Si fuera la filosofía una disciplina técnica más como la asiriología o la numismática, tendría el hombre de la calle cierta razón en desentenderse de sus problemas, métodos y oficiantes; pero no es así: quien filosofa no está evadiendo la realidad de todos los días, sino que, a despecho de las apariencias, en ella se sumerge plenamente. Porque –al menos desde Sócrates y Platón- labora el filósofo con eso que denominamos “valores humanos” y, por ende, no puede sustraerse su quehacer al desafío de elucidar el comportamiento del individuo ante sí mismo, ante la sociedad y ante el universo.

En los tiempos que corren nada luce tan impostergable como procurar dar respuesta –aun cuando peque de azarosa y provisional- a los conflictivos temas que se relacionan con nuestras metas últimas, con nuestras apetencias y gustos, con la dirección que de manera calculada o involuntaria, hipnótica o lúcida, estamos estampando a nuestros actos.

La civilización contemporánea, con su mecanización desenfrenada, sus abrumadoras tensiones y sus rutinas engorrosas, no concede al hombre el solaz indispensable para que, haciendo un alto en el trayecto, se interrogue en torno al norte hacia el que ha escogido encaminarse y a la conveniencia o insensatez de lo que siente, piensa, aborrece o ambiciona. Otrosí, de tal guisa ocurren en nuestra compleja sociedad las cosas, que cada cual, sin importar su condición, calidad o preferencias, se ve arrinconado en una mezquina parcela del vasto territorio de la experiencia humana; y desde ese restringido lugar en el que por múltiples razones -de las que aquí y ahora haré gracia al lector- estamos compelidos a observar el panorama, desde ese restringido lugar, insisto, nada fácil resulta echar un vistazo a la totalidad de la que formamos parte, totalidad a la que no procede hurtar el bulto si aspiramos a enseñorearnos de nuestro destino y no a correr, en compañía de las huestes ciegas que a nuestro lado tropezándose avanzan, la suerte aciaga del madero que arrastra la corriente.

De hecho, en cuanto puede conjeturarse, la filosofía no es otra cosa que pensamiento audaz; es la rebeldía de la razón frente a los desmanes del prejuicio y los descalabros de un muy poco transigente sentido común; es la victoria del perspicuo intelecto sobre las presuntuosas certezas que la tradición nos ha legado; es la insurgencia de la mente que no acepta los grilletes del dogma ni se aviene a ser encerrada en las ergástulas del mito, la ignorancia y la estolidez. Para ejercer la profesión de filósofo –que no requiere de título académico- basta por comenzar a indagar con la cabeza que Dios nos proporcionara en lugar de pedir en préstamo la ajena; abocarnos a implacable crítica de todas las ideas recibidas, de las menos prescindibles convicciones, de las costumbres vigentes, comenzando por detectar la presencia de tan vergonzosos huéspedes en el sancta sanctorum de nuestra intimidad, he aquí la única forma honorable de filosofar y la única que en esta época de vertiginosas mudanzas, permanente inestabilidad y confusión generalizada se nos presenta, sin discusión posible, a guisa de tarea insoslayable.

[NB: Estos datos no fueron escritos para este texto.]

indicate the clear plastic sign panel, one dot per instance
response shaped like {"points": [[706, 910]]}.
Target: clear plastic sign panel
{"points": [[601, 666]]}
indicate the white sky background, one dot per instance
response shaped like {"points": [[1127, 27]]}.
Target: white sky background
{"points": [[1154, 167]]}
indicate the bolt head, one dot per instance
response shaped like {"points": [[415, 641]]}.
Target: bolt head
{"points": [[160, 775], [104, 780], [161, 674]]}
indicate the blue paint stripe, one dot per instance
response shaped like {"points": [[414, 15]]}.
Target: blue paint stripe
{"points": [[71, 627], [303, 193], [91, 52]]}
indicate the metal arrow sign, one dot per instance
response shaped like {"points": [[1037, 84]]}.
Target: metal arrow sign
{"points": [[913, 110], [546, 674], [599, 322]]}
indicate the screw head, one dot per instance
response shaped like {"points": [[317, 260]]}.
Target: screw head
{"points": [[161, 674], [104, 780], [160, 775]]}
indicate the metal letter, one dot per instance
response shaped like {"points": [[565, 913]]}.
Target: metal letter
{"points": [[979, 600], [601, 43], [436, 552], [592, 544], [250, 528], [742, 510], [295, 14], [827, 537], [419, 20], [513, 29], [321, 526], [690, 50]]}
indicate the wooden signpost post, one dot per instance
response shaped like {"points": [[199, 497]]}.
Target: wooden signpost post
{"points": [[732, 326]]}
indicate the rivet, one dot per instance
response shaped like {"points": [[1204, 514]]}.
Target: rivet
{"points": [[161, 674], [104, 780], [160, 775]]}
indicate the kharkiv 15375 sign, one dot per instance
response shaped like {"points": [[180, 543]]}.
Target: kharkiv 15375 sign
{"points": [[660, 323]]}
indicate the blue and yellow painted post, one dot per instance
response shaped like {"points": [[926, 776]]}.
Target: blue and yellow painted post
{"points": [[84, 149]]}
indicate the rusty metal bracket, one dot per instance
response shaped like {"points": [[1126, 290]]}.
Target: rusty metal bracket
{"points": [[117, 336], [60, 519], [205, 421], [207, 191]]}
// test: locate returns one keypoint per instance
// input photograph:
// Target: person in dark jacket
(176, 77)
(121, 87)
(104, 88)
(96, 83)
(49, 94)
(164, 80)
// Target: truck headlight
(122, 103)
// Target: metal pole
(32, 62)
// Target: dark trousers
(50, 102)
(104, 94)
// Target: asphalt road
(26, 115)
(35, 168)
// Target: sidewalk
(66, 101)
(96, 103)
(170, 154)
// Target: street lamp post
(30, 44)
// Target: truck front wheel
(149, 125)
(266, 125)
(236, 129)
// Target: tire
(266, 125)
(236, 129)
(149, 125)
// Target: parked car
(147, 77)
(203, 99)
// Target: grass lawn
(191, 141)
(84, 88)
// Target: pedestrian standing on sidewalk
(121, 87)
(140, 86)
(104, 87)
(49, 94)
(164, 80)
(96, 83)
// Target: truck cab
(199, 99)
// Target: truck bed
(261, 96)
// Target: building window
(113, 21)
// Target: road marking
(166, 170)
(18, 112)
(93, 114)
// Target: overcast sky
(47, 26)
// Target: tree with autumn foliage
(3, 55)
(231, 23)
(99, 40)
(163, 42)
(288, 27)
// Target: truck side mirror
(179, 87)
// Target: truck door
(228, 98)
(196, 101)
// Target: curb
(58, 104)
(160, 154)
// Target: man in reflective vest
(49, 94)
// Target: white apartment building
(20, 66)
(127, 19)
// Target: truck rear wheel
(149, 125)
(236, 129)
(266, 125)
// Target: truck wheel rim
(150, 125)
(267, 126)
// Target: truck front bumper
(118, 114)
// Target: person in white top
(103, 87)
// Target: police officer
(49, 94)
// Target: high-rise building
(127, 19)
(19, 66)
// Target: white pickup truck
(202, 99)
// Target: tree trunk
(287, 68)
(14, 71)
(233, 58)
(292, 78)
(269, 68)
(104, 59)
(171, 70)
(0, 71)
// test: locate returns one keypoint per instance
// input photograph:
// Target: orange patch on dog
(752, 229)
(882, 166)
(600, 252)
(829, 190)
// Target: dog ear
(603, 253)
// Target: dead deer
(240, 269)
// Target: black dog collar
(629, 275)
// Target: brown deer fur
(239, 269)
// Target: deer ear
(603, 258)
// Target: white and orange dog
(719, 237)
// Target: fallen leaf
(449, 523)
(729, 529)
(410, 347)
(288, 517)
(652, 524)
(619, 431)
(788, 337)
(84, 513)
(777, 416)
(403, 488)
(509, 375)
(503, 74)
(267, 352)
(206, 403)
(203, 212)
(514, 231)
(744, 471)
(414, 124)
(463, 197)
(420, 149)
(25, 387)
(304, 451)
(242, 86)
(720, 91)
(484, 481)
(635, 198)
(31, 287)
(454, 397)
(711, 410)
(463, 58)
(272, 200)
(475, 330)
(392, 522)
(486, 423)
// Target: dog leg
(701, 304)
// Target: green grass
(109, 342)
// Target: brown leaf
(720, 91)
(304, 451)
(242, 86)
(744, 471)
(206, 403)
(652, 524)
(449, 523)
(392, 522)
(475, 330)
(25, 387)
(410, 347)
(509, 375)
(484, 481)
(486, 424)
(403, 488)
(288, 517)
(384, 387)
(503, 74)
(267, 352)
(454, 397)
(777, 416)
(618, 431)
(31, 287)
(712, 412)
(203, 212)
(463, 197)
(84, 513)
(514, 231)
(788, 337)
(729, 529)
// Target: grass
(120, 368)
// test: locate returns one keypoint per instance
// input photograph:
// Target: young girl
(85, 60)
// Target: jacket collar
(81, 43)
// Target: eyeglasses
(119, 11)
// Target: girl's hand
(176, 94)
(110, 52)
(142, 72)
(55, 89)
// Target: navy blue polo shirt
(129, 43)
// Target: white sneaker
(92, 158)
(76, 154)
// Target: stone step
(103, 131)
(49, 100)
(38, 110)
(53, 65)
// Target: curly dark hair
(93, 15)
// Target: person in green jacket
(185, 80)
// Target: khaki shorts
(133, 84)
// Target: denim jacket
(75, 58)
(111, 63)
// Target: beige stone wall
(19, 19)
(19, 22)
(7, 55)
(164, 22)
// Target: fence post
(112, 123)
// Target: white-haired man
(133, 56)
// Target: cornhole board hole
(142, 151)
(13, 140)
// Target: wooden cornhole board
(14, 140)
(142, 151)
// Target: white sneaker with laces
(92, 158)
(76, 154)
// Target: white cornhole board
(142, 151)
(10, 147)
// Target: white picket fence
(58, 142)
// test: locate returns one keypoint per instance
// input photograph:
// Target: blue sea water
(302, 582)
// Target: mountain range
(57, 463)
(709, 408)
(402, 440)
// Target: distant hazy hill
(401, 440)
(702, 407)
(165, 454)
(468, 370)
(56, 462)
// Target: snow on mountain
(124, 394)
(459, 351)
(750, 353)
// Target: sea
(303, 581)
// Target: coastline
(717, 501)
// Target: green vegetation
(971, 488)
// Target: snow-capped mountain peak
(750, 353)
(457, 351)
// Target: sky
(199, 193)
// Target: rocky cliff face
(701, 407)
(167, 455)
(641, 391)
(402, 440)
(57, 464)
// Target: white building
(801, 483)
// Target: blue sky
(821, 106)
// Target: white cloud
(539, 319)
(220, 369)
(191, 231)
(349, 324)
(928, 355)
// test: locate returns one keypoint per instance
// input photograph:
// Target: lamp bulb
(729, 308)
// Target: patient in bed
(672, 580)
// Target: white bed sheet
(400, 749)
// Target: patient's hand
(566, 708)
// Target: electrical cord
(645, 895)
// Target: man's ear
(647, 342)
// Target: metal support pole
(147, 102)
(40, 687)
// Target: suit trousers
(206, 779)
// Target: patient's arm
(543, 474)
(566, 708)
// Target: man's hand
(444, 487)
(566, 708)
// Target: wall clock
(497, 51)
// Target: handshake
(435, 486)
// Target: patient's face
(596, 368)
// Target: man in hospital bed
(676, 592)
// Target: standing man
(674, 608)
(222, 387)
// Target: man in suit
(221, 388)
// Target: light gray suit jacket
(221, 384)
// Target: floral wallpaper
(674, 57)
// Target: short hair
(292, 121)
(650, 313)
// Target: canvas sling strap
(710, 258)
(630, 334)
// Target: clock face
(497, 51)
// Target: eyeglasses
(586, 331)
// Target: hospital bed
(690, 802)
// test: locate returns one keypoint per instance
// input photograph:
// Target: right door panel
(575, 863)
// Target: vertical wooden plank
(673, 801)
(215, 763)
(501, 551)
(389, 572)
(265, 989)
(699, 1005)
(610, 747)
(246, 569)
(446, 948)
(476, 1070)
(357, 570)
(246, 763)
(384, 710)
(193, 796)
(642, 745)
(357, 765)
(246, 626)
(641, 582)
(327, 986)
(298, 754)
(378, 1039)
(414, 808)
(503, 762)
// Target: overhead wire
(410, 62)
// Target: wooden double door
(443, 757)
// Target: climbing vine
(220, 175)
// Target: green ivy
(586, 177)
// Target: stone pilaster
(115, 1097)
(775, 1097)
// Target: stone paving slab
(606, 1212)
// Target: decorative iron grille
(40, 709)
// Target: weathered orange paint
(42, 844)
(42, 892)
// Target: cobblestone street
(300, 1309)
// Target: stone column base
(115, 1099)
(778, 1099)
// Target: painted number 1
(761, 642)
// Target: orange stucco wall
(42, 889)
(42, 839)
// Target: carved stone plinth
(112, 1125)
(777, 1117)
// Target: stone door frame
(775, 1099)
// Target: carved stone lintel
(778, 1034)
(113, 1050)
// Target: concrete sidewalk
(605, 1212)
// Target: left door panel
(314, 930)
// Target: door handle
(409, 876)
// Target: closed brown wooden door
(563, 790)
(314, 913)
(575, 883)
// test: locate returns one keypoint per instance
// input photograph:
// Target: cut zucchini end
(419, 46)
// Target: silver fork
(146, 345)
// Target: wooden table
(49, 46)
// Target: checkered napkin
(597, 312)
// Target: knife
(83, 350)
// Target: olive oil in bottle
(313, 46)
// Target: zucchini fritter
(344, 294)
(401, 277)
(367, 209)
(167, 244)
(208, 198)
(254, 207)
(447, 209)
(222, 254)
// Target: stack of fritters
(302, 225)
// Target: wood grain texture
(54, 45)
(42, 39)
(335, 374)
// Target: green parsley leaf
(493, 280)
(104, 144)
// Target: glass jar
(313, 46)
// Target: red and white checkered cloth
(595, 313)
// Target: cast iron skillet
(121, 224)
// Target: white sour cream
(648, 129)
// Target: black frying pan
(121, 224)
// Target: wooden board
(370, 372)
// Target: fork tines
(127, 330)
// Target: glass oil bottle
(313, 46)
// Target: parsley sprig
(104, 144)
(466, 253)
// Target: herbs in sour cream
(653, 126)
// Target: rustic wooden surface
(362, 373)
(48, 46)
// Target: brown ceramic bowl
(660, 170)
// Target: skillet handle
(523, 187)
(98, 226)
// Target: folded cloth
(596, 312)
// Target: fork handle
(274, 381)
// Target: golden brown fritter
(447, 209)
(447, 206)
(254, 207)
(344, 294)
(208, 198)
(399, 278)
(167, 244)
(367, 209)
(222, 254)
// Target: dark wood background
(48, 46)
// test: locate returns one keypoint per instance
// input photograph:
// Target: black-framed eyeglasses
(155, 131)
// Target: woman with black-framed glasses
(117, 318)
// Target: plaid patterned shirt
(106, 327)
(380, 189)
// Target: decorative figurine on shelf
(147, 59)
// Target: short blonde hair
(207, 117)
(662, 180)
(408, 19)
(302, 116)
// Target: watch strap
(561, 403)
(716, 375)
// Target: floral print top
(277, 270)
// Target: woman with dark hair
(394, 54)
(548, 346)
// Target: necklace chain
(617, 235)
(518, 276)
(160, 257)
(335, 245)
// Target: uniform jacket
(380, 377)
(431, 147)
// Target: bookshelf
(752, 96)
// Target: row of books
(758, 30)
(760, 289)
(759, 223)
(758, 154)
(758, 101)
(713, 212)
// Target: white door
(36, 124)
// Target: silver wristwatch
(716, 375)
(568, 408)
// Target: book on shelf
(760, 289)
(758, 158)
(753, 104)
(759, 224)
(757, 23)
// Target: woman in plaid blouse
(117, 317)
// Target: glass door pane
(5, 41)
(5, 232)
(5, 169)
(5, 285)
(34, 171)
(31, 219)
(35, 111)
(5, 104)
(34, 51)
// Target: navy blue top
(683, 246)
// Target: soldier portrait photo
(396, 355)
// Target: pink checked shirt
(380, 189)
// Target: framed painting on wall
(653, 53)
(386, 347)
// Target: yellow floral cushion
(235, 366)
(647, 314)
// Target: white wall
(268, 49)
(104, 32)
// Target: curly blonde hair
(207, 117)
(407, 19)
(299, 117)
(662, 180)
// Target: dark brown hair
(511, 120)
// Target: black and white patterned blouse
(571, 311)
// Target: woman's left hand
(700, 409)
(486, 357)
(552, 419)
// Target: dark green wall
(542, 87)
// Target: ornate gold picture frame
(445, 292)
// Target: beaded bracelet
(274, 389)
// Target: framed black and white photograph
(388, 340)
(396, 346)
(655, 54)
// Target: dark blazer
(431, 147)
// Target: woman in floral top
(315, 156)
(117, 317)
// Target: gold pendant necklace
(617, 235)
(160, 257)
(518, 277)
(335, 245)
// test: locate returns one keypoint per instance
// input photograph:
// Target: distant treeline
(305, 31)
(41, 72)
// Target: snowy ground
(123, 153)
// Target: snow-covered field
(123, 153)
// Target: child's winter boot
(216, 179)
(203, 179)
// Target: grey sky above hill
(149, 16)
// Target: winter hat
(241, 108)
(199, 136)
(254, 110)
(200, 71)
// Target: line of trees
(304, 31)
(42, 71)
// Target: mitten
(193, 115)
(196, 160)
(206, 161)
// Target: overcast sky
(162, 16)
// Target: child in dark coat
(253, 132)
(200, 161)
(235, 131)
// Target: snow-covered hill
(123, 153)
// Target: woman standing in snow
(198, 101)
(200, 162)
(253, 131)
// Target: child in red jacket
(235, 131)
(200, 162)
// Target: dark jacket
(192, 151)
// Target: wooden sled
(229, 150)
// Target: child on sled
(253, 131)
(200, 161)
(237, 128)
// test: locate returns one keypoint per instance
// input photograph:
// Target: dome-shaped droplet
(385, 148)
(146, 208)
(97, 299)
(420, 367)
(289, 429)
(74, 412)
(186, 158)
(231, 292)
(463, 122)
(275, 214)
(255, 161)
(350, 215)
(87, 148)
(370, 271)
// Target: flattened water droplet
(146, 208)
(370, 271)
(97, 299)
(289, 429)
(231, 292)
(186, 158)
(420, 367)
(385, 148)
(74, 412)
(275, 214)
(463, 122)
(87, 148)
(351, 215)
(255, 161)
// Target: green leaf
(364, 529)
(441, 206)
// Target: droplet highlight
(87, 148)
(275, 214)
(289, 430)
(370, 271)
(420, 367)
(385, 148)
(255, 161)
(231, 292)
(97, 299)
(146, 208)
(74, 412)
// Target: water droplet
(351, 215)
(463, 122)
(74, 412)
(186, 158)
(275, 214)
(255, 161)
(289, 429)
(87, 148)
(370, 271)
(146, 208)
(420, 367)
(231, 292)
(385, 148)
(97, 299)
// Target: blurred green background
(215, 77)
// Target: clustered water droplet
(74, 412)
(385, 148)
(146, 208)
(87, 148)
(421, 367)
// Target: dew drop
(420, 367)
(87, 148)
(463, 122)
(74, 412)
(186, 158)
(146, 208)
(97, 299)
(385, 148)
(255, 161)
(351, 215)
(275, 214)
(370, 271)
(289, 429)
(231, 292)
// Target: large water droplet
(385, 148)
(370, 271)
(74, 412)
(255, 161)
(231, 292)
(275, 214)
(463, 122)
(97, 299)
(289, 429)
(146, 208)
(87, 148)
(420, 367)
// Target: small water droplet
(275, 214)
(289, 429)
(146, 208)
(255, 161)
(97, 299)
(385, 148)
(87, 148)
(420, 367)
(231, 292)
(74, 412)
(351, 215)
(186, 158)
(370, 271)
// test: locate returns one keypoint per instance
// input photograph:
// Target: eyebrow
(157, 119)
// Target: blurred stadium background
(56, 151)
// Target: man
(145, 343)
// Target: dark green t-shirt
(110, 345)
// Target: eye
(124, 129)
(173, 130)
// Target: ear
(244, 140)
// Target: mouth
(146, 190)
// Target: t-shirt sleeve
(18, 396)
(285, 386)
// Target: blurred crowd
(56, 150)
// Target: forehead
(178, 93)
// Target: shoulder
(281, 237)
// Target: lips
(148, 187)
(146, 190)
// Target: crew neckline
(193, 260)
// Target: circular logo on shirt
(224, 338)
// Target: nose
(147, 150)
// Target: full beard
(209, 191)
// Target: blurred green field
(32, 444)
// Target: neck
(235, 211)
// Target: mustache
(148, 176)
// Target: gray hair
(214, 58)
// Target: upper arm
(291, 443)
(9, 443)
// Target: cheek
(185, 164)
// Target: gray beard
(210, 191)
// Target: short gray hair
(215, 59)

Para ser filósofo no sólo hay que cultivar el espíritu con enjundiosas lecturas, acopiar prolija, relevante y variada información, desarrollar el hábito de la introspección y del aguzado escrutinio sino que, por sobre todo lo demás, es menester que quien a tal dignidad aspira se disponga a convivir con el escrúpulo y la duda, abandonando para siempre los cómodos corrales a donde la manada, cuando llega la hora crepuscular, se enfila con desesperante instinto borreguil.

Hasta aquí me animo a enhebrar sobre tan delicado asunto mis divagaciones caprichosas. Si parece o no recomendable proseguirlas es cosa que gustosamente dejaré al arbitrio y decisión del lector.